One-week triple therapy with omeprazole, amoxycillin and either clarithromycin or metronidazole for cure of Helicobacter pylori infection

Abstract
Aim: The present study was designed to evaluate the efficacy and tolerability of 1‐week triple therapy regimens for Helicobacter pylori. Methods: In two consecutive series, 120 patients with proven H. pylori infection and peptic ulcer disease or functional dyspepsia were treated with either omeprazole 20 mg b.d., amoxycillin 1 g b.d. and clarithromycin 250 mg b.d. (OAC; n=60) or with omeprazole 20 mg b.d., amoxycillin 1 g b.d. and metronidazole 400 mg b.d. over 1 week (OAM; n=60).
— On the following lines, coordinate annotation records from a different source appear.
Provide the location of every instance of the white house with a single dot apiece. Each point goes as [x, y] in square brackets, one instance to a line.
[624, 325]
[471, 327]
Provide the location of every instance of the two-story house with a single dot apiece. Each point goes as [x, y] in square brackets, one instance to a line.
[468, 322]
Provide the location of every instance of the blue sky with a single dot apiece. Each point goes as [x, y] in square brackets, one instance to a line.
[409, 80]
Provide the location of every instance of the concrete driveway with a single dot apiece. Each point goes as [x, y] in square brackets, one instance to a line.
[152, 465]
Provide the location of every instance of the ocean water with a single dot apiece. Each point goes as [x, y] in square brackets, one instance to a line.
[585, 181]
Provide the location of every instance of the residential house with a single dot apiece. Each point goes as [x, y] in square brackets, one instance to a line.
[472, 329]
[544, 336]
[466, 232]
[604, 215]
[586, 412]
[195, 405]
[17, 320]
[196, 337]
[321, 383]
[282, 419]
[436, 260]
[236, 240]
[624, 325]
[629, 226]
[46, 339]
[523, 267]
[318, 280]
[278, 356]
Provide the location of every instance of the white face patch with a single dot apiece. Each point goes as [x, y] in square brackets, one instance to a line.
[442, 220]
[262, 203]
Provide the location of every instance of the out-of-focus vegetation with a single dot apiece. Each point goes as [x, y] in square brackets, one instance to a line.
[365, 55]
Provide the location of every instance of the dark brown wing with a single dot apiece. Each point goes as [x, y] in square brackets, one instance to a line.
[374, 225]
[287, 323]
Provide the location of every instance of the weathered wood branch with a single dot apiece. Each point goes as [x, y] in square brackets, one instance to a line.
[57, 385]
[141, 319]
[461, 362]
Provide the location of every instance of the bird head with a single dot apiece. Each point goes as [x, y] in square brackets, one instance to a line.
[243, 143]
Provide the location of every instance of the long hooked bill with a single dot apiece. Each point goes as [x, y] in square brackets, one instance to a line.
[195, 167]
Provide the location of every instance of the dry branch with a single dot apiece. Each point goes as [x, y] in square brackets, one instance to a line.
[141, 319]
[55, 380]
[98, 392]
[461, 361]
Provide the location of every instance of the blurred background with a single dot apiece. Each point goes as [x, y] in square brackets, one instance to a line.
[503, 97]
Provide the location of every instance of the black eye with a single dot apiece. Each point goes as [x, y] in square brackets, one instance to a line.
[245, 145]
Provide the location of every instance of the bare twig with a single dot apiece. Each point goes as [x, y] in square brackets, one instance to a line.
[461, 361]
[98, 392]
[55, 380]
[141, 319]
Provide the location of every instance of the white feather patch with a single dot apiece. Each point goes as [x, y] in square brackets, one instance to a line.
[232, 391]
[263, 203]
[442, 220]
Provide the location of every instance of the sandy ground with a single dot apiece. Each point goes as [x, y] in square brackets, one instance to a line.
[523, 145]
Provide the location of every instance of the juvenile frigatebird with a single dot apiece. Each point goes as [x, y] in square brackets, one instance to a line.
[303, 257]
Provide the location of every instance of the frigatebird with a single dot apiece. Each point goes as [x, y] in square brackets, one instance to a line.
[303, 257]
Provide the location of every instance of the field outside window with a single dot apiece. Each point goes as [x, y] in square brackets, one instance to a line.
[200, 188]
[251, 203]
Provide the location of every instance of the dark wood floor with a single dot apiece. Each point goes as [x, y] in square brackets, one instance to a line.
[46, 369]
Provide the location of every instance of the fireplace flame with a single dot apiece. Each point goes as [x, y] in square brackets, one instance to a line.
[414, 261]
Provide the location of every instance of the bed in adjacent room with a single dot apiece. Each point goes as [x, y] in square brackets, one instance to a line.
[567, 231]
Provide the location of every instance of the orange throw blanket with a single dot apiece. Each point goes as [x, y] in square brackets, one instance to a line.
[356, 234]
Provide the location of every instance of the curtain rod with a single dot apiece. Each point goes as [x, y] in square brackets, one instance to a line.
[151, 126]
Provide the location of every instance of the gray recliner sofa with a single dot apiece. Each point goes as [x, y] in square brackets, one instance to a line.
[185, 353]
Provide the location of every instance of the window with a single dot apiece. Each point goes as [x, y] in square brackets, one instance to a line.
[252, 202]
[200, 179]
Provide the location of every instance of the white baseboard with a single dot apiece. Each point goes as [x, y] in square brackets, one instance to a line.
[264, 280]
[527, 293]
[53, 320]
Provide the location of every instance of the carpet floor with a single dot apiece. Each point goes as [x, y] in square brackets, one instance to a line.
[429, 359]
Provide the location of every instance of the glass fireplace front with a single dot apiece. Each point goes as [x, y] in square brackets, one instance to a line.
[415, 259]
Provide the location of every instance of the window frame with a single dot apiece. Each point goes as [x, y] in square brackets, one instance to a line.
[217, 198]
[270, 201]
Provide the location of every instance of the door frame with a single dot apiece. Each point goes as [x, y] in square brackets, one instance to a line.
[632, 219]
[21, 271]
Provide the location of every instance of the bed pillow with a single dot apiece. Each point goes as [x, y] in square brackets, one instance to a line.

H. pylori infection was assessed by rapid urease test, culture and histology before and 4 weeks after cessation of the eradication therapy. Results: H. pylori eradication succeeded in 53 out of 60 patients by omeprazole–amoxycillin–clarithromycin (OAC) (88%; 95% CI 77–95%) and in 47 out of 60 patients by omeprazole–amoxycillin–metronidazole (OAM) (78%; 95% CI 66–88%) (P=0.22). Nine patients of each group available for follow‐up reported adverse events (15.0 and 15.5%, respectively) without necessity of discontinuation of the study medications. Serious adverse events were not observed. Conclusions: Simple and convenient 1‐week triple therapies consisting of omeprazole, amoxycillin and either clarithromycin or metronidazole are sufficiently effective in eradicating H. pylori infection.